Ye Chun on Mapping Images, Word and Landscapes
What in your opinion makes a “successful” translation?
I think a “successful” translation is one that doesn’t make readers wonder what the original says. It makes them forget there’s an original.
You translate important contemporary Chinese poets, most of whose work are still little known in the Anglophone world. Can you speak more about the poets you translate? What is it about their work that attracts you?
The first poet I translated is Hai Zi, who had a huge influence on my poetry. I wanted to know why his poems were at once fantastic and enormously touching, so besides reading them again and again, I translated the ones I loved most as a way of “decoding” them. Later, it occurred to me I could share these translations with people who don’t read Chinese. While translating more of his work, I also started to translate other poets I like.
Translations
Hai Zi
Yang Zi
I came across Yang Zi’s poetry through friends’ recommendation. He writes passionately and beautifully about the ugly and grotesque of contemporary urban life. There’s always an urgency in his poems which is artfully combined with a wild imagination.

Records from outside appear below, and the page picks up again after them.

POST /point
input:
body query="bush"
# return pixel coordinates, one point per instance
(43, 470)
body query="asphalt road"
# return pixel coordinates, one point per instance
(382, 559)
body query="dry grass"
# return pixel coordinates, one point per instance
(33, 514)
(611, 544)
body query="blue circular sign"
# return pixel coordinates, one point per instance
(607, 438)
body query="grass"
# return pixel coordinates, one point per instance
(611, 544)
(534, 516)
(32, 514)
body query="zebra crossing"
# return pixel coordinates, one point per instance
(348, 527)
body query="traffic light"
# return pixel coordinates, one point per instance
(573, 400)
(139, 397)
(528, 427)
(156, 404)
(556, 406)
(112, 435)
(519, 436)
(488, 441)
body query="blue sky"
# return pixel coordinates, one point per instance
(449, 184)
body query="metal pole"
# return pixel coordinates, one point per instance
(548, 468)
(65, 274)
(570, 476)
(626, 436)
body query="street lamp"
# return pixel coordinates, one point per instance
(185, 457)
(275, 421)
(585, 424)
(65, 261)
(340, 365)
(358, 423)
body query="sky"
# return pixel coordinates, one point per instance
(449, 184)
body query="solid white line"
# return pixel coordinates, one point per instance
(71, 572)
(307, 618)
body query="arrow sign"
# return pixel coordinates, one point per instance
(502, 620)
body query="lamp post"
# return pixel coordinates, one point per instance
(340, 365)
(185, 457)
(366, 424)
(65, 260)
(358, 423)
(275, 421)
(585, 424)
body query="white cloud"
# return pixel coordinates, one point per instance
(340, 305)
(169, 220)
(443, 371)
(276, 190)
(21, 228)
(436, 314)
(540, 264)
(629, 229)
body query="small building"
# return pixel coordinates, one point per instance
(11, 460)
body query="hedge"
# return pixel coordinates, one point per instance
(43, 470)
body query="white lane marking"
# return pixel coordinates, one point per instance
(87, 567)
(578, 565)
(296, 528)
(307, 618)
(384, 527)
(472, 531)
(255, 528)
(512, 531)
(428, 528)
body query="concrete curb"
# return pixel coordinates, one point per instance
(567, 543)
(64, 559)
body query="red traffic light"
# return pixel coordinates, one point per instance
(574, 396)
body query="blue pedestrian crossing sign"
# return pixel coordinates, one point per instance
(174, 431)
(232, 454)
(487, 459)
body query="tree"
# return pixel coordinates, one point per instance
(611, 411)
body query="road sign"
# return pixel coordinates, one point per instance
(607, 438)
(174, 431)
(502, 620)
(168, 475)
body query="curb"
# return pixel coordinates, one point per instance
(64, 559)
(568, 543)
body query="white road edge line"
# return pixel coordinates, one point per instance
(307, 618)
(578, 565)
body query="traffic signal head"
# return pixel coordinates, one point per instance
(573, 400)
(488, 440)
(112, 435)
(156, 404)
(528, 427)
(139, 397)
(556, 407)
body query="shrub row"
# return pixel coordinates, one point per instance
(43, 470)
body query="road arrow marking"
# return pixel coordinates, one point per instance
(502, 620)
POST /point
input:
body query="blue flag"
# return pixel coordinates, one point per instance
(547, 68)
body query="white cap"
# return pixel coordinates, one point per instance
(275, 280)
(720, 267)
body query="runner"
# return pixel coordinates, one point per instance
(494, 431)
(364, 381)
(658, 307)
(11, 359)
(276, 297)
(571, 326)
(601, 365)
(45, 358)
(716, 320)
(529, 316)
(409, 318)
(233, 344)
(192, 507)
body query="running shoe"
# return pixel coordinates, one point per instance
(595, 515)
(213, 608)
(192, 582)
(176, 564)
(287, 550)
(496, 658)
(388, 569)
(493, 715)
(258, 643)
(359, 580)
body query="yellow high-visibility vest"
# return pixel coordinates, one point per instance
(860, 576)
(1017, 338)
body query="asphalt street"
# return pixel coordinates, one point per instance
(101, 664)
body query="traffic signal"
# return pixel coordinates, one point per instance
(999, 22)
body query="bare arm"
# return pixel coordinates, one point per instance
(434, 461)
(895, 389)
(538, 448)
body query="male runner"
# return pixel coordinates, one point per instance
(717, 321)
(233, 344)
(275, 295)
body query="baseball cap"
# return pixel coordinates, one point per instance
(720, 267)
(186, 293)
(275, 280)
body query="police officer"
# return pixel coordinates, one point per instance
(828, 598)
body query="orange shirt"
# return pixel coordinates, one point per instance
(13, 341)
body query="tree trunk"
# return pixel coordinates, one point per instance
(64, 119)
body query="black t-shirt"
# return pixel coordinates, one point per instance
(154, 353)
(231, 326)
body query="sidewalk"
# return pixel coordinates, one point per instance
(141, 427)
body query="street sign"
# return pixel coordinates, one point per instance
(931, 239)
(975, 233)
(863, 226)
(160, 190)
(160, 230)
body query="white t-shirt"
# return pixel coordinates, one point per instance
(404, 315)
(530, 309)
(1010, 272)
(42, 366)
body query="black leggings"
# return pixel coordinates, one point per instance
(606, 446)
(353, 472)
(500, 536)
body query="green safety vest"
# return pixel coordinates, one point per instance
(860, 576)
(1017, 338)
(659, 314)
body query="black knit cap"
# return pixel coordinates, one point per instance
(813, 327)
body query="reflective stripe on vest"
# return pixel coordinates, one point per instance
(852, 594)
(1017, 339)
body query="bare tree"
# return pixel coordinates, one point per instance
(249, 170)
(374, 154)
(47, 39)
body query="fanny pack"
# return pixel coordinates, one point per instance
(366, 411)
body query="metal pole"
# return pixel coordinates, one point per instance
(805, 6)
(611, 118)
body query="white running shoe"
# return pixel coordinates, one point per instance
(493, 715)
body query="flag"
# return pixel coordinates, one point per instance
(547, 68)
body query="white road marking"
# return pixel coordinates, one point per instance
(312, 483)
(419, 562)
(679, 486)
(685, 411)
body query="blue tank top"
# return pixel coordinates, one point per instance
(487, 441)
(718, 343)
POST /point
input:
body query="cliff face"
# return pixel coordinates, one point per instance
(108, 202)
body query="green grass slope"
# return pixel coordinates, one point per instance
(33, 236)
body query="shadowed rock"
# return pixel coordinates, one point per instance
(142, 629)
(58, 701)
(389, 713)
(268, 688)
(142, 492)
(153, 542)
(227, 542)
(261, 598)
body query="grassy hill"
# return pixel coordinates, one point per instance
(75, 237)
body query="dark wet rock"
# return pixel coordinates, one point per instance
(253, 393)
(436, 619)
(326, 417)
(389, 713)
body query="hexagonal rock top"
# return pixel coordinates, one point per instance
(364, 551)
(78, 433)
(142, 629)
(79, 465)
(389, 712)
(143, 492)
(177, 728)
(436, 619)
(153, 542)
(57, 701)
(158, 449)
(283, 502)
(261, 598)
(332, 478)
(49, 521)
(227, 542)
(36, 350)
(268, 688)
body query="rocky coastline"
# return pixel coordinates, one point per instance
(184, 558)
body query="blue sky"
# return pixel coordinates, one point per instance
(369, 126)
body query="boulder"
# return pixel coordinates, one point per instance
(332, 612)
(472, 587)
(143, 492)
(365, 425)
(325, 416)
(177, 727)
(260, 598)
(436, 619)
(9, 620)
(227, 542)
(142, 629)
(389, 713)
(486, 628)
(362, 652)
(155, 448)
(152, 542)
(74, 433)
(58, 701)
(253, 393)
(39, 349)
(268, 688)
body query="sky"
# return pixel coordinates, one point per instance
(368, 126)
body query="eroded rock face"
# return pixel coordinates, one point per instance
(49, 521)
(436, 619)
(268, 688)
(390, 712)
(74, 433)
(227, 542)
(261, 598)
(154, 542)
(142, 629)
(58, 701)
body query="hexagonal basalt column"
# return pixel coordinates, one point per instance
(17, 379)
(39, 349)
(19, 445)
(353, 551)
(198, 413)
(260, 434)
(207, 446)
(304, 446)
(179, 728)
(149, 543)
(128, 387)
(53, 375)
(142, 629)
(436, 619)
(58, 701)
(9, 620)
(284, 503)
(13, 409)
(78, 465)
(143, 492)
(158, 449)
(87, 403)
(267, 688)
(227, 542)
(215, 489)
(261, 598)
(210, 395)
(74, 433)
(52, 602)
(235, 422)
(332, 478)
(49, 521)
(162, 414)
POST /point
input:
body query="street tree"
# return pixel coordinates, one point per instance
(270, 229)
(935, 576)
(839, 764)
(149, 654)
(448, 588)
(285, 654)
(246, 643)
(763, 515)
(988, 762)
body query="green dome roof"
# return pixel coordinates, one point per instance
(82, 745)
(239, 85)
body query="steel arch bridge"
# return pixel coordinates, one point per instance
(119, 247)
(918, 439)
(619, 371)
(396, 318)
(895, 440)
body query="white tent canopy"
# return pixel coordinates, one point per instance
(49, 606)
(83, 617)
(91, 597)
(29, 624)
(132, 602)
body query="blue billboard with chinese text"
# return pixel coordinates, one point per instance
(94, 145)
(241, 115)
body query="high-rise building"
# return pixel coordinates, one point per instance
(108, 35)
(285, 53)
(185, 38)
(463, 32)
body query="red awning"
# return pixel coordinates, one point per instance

His voice is often powerful and haunting, and I think it captures a prevalent mood of today’s China.
Around the same time (2003-2004), all my Chinese poet friends were talking about Yang Jian, who has since become even more influential in the country. Later I found out he’s actually Yang Zi’s younger brother, though they write quite differently. Yang Jian’s voice is gentle, contemplative, and his poems are often set in rural China. What attracts me most about his work is the scope of compassion and depth of vision. Reading him makes me feel nurtured somehow. I want to call him the Chinese Walt Whitman.
Also thanks to a friend’s recommendation, I read Yi Lu’s book, See. Everything in her poems that has been “seen” by her — the construction ground in front of her window, cows’ swishing tails in a field, a plant, a slant of sunlight — becomes luminous with meanings. She explores familiar experiences with a tuned insight and loving attentiveness. There’s also a distinct architectural beauty in her work, which I believe has something to do with her profession as a theater art designer for the last thirty years.
Lan Lan is another well-liked poet in China today. What I love about her poems is probably what everybody else loves about them — a profound serenity and innocence, and a heightened sense of spirituality bordering on gratitude — qualities that strike me as especially unique in this time and age of restlessness. Reading her poems is a tender, peaceful experience.